Die Bedürfnisse von Mensch und Natur sind das zentrale Thema

Droog Design und Christian Bunyan und Jennifer Skupin vom Büro Kesselskramer tüfteln ein System aus, um die rasant wachsende Zahl von Singles in unseren Städten miteinander zu vernetzen. Und Guallart Architekten aus Barcelona haben für ihr "Hyperhabitat" einen ganzen Raum mit in transparenten Kunststoff gefrästen Alltagsobjekten und Computern verdrahtet. Alles steht miteinander in Verbindung. Jeder Stuhl kann angesteuert werden und hat bis zu zehn verschiedene Referenzen.
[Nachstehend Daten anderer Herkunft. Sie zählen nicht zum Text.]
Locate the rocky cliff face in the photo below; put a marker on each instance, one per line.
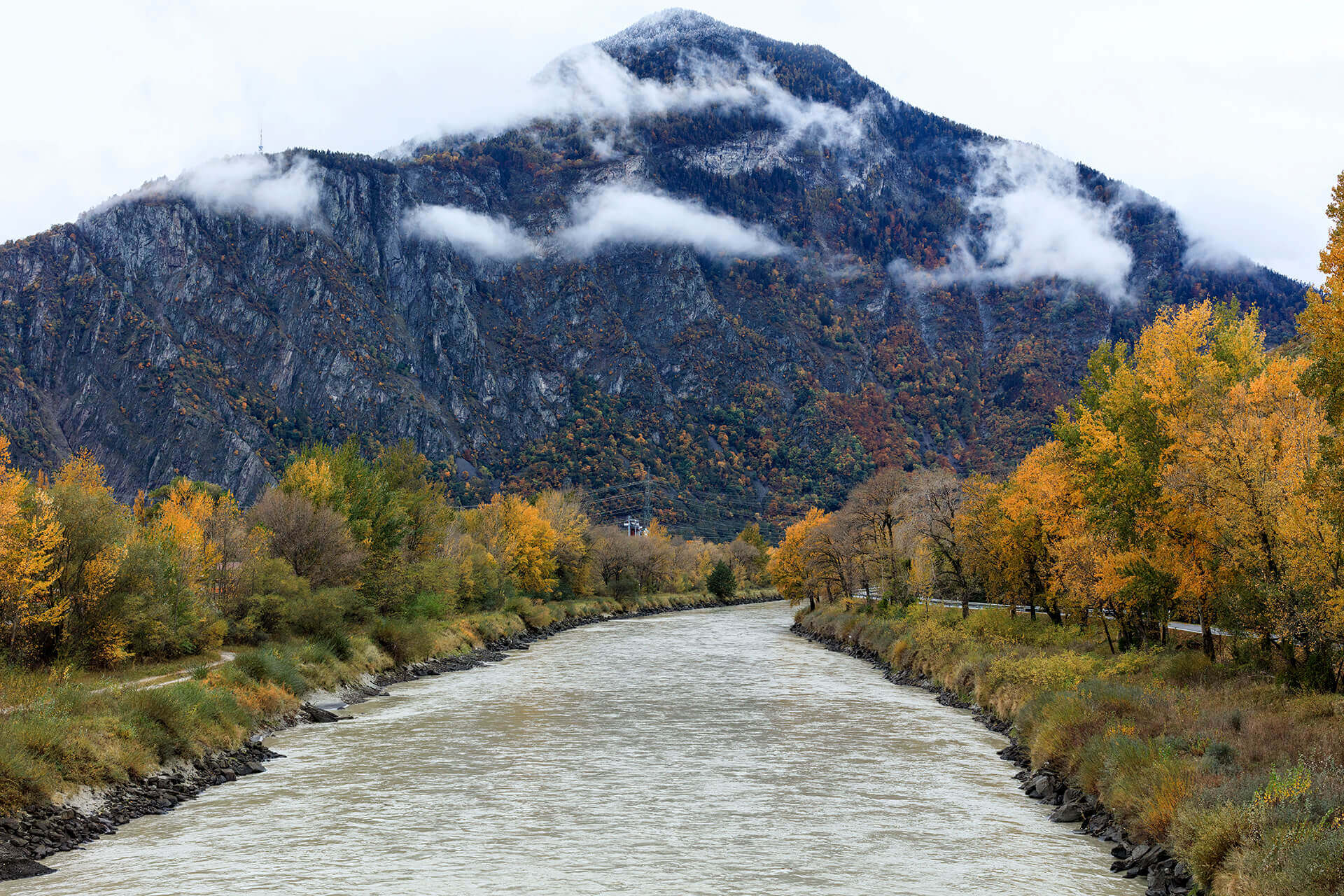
(721, 264)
Wenn man den Maßstab wechselt, symbolisiert er sogar ein Theater. Wer will, kann von jedem Objekt im Raum Bilder über die Wände sausen lassen und die Welt symbolisch verändern. Da ist es kein Wunder, dass Big Brother um die Ecke lauert. Das afroamerikanisch-deutsche Duo Erik Adigard und Chris Salter von M-A-D ordnet die Besucher sofort in eine Pixel-Überwachungswand ein.
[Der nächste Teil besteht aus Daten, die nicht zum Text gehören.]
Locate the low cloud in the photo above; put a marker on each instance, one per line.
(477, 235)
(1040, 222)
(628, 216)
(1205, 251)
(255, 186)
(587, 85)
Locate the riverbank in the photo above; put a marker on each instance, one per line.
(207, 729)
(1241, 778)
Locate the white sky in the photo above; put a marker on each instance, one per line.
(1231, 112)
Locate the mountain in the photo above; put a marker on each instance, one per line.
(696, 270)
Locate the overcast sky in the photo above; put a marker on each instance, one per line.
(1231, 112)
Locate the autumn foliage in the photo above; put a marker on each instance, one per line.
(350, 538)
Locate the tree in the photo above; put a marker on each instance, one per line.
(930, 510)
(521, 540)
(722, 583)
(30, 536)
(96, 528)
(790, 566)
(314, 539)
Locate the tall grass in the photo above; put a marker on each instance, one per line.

Neben dem Technikglauben zeitigt Betskys Aufruf vor allem eine Ambivalenz aus harmlosen Bildern und detailversessenen Präsentationen. Ökologie, die Bedürfnisse von Mensch und Natur, sind das zentrale Thema dieser Architekturbiennale. Das machen die Wiener Coop Himmelb(l)au deutlich, indem sie uns unter eine Haube treten und zwei Griffe anpacken lassen. Sofort wird unser Herzschlag zum gewaltigen Sound, den Farbabfolgen auf Screens begleiten. Dass Bauen mit dem Körper zu tun hat, ist für den gewaltigen Aufwand vielleicht eine bescheidene Einsicht. Am ernüchterndsten sind drei riesige biogrüne Würfel, die der Italiener Massimiliano Fuksas in die lange Halle des alten Arsenale gestellt hat: Drei kümmerliche Animationen scheinen daraus hervor. Wir schauen dem Alltag einer Familie zu, am Ende bildet das, was sie konsumiert hat, einen riesigen Abfallberg.